We used the latest version of OpenCV for stable operation. (Tested with OpenCV 3.2.0 and 3.4.11)

4. LibTorch

We used the 1.6.0 version of LibTorch for SuperPoint Implementation.

5. Pangolin

We use Pangolin for visualization and user interface. Dowload and install instructions can be found at: https://github.com/stevenlovegrove/Pangolin.

6. DBoW2 and g2o (Included in Thirdparty folder)

We use modified versions of the DBoW2 library to perform place recognition and g2o library to perform non-linear optimizations. Both modified libraries (which are BSD) are included in the Thirdparty folder.

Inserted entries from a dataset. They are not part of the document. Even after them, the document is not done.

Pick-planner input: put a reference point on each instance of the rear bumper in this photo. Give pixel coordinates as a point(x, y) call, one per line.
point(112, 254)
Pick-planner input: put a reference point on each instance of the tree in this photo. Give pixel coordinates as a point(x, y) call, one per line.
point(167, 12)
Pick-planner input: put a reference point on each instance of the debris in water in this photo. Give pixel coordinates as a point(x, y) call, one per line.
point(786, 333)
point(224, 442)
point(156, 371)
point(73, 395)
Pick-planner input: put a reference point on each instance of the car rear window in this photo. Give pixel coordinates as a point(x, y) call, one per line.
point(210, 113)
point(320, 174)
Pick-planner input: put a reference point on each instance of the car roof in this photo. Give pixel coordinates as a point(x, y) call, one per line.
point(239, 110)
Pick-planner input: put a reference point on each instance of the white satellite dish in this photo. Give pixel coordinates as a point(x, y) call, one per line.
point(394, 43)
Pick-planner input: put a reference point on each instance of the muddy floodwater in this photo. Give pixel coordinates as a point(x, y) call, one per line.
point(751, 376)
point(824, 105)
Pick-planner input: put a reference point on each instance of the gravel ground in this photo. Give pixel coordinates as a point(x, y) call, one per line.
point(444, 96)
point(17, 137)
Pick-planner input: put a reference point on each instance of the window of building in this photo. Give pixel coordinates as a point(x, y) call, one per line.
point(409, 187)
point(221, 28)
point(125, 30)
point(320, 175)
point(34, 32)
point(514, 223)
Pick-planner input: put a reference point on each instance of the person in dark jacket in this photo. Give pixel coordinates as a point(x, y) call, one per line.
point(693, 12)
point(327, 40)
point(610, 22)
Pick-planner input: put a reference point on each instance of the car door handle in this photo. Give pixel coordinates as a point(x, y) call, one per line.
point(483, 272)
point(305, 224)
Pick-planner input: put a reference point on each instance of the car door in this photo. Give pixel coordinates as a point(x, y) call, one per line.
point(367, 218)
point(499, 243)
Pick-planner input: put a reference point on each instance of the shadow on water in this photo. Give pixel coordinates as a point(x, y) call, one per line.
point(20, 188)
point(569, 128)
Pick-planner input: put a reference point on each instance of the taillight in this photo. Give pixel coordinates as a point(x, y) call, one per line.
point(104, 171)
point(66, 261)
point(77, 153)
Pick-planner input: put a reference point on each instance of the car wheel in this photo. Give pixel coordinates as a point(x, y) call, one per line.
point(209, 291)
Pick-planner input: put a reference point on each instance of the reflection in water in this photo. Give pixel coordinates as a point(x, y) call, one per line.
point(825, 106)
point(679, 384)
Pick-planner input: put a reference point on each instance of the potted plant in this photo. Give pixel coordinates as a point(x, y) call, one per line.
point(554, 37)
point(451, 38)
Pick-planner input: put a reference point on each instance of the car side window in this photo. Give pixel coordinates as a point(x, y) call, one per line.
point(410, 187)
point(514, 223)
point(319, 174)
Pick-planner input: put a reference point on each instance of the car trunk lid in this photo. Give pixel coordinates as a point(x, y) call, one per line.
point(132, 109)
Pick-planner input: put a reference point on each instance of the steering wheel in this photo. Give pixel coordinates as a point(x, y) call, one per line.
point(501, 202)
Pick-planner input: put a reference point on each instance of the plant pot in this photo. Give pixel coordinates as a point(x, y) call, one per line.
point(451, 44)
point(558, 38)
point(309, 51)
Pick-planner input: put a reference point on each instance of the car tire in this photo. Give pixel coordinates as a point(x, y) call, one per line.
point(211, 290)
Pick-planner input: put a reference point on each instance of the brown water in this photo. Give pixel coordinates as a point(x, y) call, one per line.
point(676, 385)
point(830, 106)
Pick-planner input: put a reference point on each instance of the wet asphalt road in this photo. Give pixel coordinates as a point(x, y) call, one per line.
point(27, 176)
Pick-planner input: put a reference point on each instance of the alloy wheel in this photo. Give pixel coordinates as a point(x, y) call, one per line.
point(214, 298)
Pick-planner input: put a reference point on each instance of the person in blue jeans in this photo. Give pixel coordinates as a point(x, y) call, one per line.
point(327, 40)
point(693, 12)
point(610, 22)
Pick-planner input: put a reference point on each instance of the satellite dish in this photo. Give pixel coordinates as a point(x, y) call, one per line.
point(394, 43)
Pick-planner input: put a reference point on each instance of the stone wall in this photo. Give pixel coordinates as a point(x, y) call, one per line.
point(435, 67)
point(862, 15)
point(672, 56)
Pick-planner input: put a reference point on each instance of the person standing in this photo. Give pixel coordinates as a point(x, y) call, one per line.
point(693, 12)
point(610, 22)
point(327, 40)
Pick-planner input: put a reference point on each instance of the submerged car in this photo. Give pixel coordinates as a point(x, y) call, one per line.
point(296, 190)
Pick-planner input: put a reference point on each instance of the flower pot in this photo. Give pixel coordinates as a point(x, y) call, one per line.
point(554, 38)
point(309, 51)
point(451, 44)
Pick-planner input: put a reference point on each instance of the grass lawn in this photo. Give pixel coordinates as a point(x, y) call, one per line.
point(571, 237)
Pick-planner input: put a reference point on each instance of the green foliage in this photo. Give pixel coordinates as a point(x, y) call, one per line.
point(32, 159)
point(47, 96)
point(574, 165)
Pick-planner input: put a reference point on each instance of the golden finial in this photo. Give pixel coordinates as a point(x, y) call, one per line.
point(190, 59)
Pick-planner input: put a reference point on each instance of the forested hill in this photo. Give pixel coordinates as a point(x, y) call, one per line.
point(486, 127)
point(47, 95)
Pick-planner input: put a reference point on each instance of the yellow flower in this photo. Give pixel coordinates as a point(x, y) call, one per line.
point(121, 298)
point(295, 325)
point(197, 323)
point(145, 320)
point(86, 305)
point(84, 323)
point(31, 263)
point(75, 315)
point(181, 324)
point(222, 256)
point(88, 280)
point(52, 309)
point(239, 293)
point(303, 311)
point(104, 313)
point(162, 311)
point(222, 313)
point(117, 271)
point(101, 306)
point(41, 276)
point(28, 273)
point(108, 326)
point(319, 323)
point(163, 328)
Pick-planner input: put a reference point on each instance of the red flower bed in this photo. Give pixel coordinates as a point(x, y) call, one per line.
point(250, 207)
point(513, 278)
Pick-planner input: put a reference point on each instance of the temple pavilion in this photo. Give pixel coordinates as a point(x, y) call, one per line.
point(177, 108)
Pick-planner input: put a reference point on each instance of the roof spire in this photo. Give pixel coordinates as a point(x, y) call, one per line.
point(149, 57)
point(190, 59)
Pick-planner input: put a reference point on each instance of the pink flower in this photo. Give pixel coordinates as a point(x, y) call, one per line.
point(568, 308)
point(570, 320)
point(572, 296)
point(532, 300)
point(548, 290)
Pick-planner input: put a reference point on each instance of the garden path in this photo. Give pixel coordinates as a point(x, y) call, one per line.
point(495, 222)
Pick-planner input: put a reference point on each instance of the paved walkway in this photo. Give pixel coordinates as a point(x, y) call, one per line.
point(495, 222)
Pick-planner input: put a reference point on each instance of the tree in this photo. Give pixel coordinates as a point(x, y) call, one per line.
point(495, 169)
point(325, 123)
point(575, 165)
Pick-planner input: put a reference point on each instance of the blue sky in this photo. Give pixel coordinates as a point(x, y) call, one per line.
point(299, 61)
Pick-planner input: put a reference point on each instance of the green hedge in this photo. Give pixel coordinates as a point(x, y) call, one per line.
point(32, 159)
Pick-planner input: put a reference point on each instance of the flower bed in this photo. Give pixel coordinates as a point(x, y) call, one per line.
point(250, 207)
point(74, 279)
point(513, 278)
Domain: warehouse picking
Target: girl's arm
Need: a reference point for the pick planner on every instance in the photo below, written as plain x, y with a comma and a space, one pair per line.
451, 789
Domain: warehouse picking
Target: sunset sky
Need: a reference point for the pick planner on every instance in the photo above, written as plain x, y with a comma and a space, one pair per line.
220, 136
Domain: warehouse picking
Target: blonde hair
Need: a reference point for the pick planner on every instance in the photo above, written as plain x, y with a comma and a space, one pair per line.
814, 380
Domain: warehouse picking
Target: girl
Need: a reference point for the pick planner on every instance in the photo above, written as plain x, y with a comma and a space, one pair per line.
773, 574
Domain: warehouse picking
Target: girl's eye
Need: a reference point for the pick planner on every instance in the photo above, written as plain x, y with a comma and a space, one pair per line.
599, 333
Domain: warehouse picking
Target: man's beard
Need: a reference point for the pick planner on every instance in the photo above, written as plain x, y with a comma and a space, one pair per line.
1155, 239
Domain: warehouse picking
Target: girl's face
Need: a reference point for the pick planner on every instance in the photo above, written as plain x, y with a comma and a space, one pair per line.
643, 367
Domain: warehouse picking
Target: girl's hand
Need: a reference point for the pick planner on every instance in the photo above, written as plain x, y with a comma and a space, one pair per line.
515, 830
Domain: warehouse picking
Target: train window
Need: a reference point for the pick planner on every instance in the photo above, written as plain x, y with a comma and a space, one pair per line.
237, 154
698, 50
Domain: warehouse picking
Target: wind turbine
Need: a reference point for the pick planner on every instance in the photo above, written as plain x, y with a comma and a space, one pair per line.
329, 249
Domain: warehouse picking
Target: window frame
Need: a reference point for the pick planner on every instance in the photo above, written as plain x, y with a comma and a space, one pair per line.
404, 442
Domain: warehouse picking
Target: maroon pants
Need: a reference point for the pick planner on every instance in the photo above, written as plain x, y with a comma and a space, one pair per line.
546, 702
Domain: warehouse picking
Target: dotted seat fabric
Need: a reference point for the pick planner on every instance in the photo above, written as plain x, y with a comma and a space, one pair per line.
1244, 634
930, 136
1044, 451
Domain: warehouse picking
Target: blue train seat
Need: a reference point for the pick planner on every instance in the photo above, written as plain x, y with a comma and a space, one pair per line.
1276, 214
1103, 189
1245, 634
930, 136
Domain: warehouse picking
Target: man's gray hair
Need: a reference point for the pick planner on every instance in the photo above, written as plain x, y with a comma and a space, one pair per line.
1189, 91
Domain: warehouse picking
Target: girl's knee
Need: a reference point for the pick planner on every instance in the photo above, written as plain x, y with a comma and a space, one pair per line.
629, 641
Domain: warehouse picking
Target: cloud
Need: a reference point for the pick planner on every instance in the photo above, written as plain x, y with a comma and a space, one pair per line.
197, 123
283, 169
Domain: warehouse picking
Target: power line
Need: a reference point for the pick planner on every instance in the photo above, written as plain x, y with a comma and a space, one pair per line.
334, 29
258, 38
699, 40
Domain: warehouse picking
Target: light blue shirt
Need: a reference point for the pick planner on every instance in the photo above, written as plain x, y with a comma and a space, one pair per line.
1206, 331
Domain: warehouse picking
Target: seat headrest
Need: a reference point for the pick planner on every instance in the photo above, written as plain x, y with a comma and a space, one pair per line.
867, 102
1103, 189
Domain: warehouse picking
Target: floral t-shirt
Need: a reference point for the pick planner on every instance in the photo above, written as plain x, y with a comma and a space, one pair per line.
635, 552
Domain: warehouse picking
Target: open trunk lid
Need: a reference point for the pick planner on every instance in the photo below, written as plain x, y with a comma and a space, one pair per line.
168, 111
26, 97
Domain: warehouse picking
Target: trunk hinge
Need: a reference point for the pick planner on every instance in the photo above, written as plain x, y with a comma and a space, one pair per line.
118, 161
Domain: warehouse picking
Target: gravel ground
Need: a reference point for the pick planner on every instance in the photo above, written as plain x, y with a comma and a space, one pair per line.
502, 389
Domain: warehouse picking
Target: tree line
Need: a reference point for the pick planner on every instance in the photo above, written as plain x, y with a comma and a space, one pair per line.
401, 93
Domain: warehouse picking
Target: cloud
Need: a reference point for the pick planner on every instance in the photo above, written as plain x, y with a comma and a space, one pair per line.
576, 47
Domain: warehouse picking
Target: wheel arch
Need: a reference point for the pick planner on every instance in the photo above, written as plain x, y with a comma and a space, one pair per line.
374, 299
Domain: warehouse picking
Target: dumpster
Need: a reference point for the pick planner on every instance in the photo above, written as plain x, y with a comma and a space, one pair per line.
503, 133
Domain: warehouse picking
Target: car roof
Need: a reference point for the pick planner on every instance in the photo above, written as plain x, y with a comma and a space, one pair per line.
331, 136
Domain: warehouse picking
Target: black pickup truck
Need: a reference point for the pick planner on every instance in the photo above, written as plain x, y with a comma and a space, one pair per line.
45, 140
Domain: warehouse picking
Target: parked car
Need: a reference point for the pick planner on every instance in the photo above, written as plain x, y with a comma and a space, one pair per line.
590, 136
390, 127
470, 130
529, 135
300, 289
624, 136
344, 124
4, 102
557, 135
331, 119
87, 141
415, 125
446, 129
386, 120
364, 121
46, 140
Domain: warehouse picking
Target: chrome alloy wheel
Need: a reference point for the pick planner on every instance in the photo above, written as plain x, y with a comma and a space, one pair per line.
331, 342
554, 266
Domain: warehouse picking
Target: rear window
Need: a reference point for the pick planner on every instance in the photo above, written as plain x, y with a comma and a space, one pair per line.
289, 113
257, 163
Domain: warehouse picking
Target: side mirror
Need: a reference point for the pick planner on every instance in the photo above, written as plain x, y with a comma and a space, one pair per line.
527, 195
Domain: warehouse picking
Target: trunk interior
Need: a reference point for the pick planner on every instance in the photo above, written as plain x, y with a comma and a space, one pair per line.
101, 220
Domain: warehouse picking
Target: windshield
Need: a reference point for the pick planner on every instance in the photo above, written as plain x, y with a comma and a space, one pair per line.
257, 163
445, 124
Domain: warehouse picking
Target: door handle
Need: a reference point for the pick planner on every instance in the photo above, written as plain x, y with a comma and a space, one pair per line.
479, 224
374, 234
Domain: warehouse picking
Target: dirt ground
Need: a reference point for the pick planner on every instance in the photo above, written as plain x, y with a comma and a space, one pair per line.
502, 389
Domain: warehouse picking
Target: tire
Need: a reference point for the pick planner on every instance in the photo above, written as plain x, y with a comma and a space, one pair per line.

3. Building SuperPoint-SLAM library and examples

TODO...

4. Monocular Examples

TUM Dataset

  • See runtum.sh

KITTI Dataset

  • See runkitti.sh

4. Download Link for SuperPoint-SLAM Vocabulary

Unfortunately, I lost my SuperPoint feature Vocabulary created by kitti dataset only. However, you can craete your own Vocabulary using my DBoW2 code which changed to deal with SuperPoint features.